Three movie stars, Chloe, Lexa, and Jon, are filming a movie in the Amazon. They’re very famous and very high-maintenance, so their agents are always with them. One day, after filming a scene deep in the rainforest, the three actors and their agents decide to head back to home base by foot. Suddenly, they come to a large river.

Three-stars-accross-the-river

On the riverbank, they find a small rowboat, but it’s only big enough to hold two of them at one time. The catch? None of the agents are comfortable leaving their movie star with any other agents if they’re not there as well. They don’t trust that the other agents won’t try to poach their star.

For example, Chloe’s agent is okay if Chloe and Lexa are alone in the boat or on one of the riverbanks, but definitely not okay if Lexa’s agent is also with them.

So, how can they all get across the river, in as few crossings as possible?
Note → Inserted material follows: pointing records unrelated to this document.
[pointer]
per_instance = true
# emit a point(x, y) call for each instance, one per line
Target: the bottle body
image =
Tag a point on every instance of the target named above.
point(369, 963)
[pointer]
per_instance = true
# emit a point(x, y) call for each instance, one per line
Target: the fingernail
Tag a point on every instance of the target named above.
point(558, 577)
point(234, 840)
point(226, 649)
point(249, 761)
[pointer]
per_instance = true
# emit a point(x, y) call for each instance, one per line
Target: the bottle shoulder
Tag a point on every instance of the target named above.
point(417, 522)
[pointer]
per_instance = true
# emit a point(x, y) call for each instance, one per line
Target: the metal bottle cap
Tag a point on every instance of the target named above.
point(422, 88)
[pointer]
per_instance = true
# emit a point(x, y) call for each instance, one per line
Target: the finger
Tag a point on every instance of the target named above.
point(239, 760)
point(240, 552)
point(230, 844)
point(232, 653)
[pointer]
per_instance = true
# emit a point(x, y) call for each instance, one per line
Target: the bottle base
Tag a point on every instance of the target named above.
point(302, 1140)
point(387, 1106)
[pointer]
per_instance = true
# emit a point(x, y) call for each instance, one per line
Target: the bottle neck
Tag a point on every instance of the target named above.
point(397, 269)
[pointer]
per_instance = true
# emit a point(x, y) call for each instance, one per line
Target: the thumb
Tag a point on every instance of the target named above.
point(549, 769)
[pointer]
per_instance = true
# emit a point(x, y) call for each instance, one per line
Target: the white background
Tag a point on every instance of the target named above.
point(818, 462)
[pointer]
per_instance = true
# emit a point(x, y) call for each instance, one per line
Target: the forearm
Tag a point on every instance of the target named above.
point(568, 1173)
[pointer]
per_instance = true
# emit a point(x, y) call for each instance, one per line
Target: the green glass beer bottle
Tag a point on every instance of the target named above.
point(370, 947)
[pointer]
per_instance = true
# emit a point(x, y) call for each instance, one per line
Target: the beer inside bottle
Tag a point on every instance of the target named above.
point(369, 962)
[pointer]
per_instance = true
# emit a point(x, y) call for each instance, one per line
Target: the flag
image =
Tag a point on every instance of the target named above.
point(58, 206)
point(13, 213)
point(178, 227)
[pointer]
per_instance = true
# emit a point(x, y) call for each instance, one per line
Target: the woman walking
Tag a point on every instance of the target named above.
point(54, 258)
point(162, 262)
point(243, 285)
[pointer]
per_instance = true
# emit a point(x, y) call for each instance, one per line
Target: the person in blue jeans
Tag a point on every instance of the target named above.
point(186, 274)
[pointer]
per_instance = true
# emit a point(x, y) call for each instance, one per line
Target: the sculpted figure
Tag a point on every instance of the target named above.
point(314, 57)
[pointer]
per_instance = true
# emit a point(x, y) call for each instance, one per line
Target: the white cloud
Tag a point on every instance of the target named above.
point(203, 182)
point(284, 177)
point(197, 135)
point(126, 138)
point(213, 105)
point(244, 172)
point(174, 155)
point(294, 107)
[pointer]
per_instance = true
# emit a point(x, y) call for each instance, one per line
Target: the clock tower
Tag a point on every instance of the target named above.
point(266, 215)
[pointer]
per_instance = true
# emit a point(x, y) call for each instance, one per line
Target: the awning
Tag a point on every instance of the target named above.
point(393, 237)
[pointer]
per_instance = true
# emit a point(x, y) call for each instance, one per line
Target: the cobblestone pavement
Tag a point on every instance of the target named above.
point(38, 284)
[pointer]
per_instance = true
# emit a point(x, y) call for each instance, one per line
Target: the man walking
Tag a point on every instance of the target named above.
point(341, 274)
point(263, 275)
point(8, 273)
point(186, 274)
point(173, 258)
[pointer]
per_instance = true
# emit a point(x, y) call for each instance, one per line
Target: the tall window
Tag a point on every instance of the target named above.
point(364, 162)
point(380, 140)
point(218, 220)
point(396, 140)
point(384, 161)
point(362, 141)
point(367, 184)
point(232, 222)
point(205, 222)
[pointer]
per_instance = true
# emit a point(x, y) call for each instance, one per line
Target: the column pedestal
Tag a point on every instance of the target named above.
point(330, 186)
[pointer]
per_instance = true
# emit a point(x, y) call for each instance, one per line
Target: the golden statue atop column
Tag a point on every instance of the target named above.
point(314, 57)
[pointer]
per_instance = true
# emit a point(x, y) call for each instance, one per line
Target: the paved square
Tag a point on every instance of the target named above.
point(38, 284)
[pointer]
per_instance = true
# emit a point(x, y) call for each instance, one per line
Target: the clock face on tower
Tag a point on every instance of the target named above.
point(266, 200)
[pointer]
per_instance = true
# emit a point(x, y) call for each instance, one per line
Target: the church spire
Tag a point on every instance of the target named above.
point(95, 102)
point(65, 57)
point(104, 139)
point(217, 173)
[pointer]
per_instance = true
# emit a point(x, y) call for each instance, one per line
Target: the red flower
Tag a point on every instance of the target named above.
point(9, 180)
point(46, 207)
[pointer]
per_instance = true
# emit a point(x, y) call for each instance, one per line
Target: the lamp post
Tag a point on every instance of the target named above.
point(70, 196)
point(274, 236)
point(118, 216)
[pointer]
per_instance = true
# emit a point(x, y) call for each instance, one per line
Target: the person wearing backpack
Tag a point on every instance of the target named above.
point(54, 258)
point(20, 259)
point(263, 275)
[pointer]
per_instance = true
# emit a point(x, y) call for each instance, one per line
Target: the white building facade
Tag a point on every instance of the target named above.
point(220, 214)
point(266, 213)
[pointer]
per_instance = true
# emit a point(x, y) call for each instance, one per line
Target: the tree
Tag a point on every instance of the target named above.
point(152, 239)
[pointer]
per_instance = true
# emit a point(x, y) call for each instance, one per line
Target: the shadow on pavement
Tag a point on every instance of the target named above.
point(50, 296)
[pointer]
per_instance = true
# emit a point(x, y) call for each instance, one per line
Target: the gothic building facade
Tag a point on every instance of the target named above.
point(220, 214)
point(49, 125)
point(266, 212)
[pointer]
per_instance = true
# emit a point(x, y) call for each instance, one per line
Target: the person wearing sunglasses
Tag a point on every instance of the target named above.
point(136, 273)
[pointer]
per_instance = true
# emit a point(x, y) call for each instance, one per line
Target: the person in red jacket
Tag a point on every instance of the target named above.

As you can guess, there is not a single solution to this problem; actually, it doesn't matter in which order stars or their agent arrive at the destination bank. Solution where Chloe and Jon arrive last to the destination bank is basically the same as solution where Chloe and Lexa arrive last, provided that the respective agents are on the proper bank - what matters are not actual names, but rules: at no point in time, one star can be anywhere beside agent of other two stars if her own agent is not there.

This leads to potentially disputable point; one proposed solution includes Chloe and her agent first crossing towards the far bank; Chloe then leaves her agent there, and rows back to the near bank of the river; in the third crossing, two remaining agents on the near side go to the distant bank. After that, things seem nice: we have all three stars on the near bank, and all three agents on the distant bank. The transfer proceeds with 6 more crossings untill everyone is safe on the other side, with total of 9 crossings.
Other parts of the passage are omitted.